The winter storm season, from Oct. 15 to April 15, is considered the optimum time to utilize this type of “biomimicry” system, but the city chose to install it during the summer with the hope of educating visitors and possibly capturing sand blown by “side-shore” summer winds, according to city officials.
The “biomimicry” system is one of two projects currently underway to protect and rebuild the coastal dunes on the northern portion of Plum Island. The other component, erection of sand fencing along the 61st Street path, is aimed at keeping beach-goers from walking on the fragile dune grass and “back dune” vegetation that anchors the sand to the island. This is the most expansive area of coastal dune on Newburyport’s northern end of Plum Island. It protects the neighborhoods along North Reservation Terrace and Northern Boulevard from the kind of coastal erosion and storm damage that is well known on other parts of Plum Island.

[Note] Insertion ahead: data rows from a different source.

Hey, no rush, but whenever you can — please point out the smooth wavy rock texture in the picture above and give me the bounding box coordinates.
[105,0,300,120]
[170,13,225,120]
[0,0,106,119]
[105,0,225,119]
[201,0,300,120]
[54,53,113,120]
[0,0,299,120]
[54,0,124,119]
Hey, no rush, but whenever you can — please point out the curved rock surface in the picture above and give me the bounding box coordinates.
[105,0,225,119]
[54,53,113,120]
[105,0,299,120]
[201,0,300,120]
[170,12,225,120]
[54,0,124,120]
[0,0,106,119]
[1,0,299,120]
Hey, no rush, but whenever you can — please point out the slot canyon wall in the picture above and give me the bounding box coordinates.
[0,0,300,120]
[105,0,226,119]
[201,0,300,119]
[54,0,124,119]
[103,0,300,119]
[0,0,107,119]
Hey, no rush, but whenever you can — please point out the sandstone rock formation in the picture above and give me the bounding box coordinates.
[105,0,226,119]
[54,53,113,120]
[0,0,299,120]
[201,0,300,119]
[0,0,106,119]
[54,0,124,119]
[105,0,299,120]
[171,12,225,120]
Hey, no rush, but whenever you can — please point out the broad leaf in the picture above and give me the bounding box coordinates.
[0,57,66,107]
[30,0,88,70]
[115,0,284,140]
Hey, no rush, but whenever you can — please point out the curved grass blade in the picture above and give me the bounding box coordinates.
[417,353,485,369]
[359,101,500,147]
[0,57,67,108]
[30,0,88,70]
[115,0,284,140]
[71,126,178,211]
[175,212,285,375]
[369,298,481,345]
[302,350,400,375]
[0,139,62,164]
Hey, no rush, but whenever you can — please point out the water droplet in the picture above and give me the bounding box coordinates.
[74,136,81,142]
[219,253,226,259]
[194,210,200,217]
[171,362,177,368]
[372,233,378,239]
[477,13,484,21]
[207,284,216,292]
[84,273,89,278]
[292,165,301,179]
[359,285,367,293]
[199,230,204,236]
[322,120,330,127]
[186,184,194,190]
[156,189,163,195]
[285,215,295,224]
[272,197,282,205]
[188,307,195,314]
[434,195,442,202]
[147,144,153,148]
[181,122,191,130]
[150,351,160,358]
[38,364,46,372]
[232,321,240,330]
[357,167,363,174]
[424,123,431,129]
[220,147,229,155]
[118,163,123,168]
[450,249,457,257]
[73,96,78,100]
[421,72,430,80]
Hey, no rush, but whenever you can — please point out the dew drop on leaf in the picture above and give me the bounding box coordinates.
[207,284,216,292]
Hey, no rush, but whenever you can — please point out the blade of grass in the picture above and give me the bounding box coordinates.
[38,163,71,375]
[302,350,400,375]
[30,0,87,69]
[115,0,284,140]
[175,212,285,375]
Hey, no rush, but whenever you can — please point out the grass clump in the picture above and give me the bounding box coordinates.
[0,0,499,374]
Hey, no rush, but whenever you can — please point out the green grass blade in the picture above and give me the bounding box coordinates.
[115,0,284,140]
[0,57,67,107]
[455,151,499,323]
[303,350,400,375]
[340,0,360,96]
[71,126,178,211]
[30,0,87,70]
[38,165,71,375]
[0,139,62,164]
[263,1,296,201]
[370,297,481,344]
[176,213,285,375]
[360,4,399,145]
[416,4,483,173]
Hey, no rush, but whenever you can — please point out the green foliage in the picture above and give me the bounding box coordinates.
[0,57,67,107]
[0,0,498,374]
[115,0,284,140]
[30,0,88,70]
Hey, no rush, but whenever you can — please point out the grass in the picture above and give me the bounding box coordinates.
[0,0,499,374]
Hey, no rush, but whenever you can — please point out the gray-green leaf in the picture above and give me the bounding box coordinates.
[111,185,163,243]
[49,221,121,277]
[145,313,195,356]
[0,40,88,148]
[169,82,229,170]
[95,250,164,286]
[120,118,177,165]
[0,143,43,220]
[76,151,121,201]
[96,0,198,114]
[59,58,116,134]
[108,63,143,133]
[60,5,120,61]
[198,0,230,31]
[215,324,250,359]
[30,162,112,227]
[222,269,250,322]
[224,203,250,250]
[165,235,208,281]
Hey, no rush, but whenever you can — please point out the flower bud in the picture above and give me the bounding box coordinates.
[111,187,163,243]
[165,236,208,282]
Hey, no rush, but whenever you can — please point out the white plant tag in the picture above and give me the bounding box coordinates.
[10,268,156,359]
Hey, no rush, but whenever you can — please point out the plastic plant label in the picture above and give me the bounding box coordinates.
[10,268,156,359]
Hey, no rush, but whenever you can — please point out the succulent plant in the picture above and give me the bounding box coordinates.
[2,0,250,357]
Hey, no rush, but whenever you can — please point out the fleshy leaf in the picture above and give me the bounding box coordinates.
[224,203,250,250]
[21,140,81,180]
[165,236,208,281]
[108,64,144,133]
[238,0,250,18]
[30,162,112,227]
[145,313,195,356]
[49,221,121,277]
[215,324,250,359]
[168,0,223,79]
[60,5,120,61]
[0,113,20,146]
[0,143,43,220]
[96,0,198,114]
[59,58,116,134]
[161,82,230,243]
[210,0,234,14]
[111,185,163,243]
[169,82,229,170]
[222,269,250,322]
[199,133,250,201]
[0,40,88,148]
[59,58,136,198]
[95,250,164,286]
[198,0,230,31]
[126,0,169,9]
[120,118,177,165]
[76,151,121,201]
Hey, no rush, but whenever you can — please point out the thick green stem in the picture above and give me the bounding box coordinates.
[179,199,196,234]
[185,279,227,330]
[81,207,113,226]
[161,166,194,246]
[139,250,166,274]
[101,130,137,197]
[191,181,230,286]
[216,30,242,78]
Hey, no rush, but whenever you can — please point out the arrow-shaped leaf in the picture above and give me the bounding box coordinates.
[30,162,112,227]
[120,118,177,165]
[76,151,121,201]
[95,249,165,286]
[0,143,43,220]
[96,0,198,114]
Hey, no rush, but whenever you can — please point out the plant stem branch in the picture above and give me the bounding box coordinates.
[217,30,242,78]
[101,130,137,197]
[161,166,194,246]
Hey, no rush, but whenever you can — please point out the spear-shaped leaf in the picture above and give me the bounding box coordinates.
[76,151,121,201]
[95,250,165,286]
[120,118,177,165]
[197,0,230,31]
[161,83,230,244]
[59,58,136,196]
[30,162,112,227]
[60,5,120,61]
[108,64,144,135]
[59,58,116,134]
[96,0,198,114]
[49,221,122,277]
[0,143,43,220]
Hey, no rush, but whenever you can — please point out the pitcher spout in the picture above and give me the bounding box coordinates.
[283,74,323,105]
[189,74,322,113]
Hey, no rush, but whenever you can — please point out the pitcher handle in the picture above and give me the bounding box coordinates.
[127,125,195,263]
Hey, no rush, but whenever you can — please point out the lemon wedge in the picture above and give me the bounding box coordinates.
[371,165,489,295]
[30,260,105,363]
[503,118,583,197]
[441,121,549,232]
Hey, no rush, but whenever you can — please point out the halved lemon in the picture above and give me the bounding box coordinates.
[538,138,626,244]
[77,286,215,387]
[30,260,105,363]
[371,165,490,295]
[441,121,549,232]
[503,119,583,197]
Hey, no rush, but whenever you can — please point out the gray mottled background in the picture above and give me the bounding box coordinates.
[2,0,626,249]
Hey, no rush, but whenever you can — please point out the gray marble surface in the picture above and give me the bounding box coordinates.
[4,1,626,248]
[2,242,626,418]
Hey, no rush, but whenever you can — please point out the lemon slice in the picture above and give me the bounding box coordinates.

“Our goal is to keep this vast dune system healthy and strong by minimizing disturbance to the healthy vegetation. Dune grass can withstand 80-mile-per-hour winds but will die if trampled,” Conservation Administrator Julia Godtfredsen said.
Residents and visitors going to and from the beach near 61st Street should use this pathway whenever possible. New signage has been erected along the sand fence to direct beach-goers and educate them about dune protection. There are additional public access points at the ends of 57th, 55th and 53rd streets in Newburyport, Godtfredsen added.
Conservation officials began discussing the possible use of the “biomimicry” system during a public meeting April which drew members of the island’s Beach Management Committee.